The following priorities are suggested for WMA members, national medical associations and governments in the development of integrated and comprehensive policy and legislative responses.
Regulate affordability, accessibility and availability
Increase alcohol prices, through volumetric taxation of products based on their alcohol strength, and other proven pricing mechanisms, to reduce alcohol consumption at the population level, particularly in heavy drinkers and high risk groups.
Accessibility and availability
Regulate access to, and availability of, alcohol by limiting the hours and days of sale, the number and location of alcohol outlets and licensed premises, and the imposition of a minimum legal drinking age. Governments should tax and control the production and consumption of alcohol, with licensing that emphasises public health and safety and empowers licensing authorities to control the total availability of alcohol in their jurisdictions.
Public authorities must strengthen the prohibition of selling to minors and must systematically request proof of age before alcohol can be purchased in shops or bars.
Regulation of non-commercial alcohol
The production and consumption of non-commercial forms of alcohol, such as home brewing, illicit distillation, and illegal diversion alcohol to avoid taxes, should be curtailed.
Reduce harmful alcohol use
Regulation of alcohol marketing
Alcohol marketing should be restricted to prevent the early adoption of drinking by young people and to minimise their alcohol consumption. Regulatory measures range from wholesale bans and restrictions on measures that promote excessive consumption, to restrictions on the placement and content of alcohol advertising that is attractive to young people. There is no evidence that industry self-regulation and voluntary codes are successful at protecting vulnerable populations from exposure to alcohol marketing and promotion.
Increase public awareness of harmful alcohol consumption through product labelling and public awareness campaigns.
In conjunction with other measures, social marketing campaigns should be implemented to educate the public about harmful alcohol use, to support drink driving policies, and to target the behaviour of specific populations at high risks of harm. Public awareness measures can also include health warning labels on alcohol products, mandated by an independent regulatory body.

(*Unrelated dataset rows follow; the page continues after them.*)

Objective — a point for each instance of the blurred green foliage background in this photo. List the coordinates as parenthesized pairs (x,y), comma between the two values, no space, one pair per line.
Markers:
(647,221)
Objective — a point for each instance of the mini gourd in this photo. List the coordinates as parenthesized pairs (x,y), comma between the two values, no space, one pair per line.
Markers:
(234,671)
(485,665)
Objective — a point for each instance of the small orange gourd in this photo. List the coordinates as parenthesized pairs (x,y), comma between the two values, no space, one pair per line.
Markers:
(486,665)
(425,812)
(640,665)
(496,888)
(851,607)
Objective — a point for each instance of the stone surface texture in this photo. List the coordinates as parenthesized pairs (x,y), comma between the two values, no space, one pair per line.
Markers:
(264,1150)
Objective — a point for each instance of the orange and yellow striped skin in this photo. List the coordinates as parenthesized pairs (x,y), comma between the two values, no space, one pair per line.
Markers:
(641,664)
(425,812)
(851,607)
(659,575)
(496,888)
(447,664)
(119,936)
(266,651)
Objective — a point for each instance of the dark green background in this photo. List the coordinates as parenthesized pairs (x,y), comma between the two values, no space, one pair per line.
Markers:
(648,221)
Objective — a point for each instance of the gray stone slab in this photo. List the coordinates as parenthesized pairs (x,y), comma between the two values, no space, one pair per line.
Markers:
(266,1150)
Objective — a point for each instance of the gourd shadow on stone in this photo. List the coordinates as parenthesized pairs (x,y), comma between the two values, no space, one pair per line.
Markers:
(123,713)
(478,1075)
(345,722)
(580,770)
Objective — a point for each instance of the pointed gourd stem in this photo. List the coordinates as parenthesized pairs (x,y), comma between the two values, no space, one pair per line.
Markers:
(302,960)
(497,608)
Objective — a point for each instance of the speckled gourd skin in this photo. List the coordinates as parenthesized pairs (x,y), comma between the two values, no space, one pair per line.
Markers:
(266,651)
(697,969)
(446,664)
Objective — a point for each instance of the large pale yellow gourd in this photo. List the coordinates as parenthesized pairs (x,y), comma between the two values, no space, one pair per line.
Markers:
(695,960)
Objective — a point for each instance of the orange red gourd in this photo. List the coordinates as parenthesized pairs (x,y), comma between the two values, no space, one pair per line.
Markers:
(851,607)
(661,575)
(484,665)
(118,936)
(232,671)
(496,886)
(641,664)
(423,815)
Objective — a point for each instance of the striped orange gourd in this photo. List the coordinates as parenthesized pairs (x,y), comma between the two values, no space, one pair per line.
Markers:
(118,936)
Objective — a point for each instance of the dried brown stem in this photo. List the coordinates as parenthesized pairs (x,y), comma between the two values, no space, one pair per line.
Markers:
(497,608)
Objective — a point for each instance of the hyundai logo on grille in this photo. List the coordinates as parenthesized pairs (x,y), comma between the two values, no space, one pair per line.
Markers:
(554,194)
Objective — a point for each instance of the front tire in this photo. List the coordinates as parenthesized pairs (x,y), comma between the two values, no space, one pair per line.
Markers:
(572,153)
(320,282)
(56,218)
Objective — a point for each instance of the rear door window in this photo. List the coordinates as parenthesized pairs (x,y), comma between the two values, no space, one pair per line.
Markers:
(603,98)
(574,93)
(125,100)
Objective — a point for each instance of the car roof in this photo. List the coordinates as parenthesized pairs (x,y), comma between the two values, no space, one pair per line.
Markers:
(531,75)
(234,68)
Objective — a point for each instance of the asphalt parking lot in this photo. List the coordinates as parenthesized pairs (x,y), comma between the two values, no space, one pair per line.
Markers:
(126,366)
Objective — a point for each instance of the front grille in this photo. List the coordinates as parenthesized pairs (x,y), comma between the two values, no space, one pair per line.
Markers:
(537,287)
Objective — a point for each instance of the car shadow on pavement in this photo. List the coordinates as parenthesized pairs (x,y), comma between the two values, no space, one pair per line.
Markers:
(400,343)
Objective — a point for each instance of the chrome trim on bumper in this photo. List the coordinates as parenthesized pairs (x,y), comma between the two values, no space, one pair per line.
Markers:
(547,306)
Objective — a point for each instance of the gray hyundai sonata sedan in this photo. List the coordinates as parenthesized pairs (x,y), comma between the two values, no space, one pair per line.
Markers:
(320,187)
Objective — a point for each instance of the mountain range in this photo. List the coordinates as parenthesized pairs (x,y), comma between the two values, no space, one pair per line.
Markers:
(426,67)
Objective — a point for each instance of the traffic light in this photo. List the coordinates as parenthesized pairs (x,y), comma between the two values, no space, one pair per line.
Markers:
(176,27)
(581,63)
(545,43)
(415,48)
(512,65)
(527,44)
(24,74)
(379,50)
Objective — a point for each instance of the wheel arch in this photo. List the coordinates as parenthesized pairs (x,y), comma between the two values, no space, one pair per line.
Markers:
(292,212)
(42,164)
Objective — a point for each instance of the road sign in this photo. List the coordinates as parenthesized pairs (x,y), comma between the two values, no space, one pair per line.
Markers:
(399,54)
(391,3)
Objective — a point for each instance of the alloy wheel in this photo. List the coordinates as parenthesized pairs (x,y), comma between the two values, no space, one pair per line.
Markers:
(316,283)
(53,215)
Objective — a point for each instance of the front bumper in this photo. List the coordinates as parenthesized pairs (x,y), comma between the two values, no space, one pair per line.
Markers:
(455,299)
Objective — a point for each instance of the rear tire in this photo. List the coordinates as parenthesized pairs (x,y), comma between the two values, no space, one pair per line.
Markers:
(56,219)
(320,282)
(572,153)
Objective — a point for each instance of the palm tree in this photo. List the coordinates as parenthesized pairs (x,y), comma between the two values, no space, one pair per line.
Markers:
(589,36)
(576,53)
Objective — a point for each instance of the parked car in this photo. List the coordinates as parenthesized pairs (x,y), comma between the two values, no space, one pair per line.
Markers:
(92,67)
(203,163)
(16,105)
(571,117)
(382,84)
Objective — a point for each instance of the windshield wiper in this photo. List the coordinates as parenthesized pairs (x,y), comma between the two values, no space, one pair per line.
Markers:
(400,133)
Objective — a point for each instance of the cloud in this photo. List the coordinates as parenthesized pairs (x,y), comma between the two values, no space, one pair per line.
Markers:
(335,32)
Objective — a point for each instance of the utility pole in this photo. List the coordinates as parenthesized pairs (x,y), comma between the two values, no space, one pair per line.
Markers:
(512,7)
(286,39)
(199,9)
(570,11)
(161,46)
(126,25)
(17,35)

The role of health and medical services in prevention
Health, medical and social services professionals should be provided with the training, resources and support necessary to prevent harmful use of alcohol and treat people with alcohol dependence, including routinely providing brief advice to motivate high-risk drinkers to moderate their consumption. Health professionals also play a key role in education, advocacy and research. Specialised treatment and rehabilitation services should be available and affordable for alcohol dependent individuals and their families.
Drink driving measures
Key drink-driving deterrents should be implemented, which include a strictly enforced legal maximum blood alcohol concentration for drivers of no more than 50mg/100ml, supported by social marketing campaigns and the power of authorities to impose immediate sanctions.
Respond to the alcohol industry
Limiting the role of the alcohol industry in alcohol policy development
The commercial priorities of the alcohol industry are in direct conflict with the public health objective of reducing overall alcohol consumption. Internationally, the alcohol industry is frequently included in alcohol policy development by national authorities, but the industry is often active in opposing and weakening effective alcohol policies. Ineffective and non-evidence-based alcohol control strategies promoted by the alcohol industry and the social organisations that the industry sponsors should be countered. The role of the alcohol industry in the reduction of alcohol-related harm should be confined to their roles as producers, distributors and marketers of alcohol, and not include alcohol policy development or health promotion.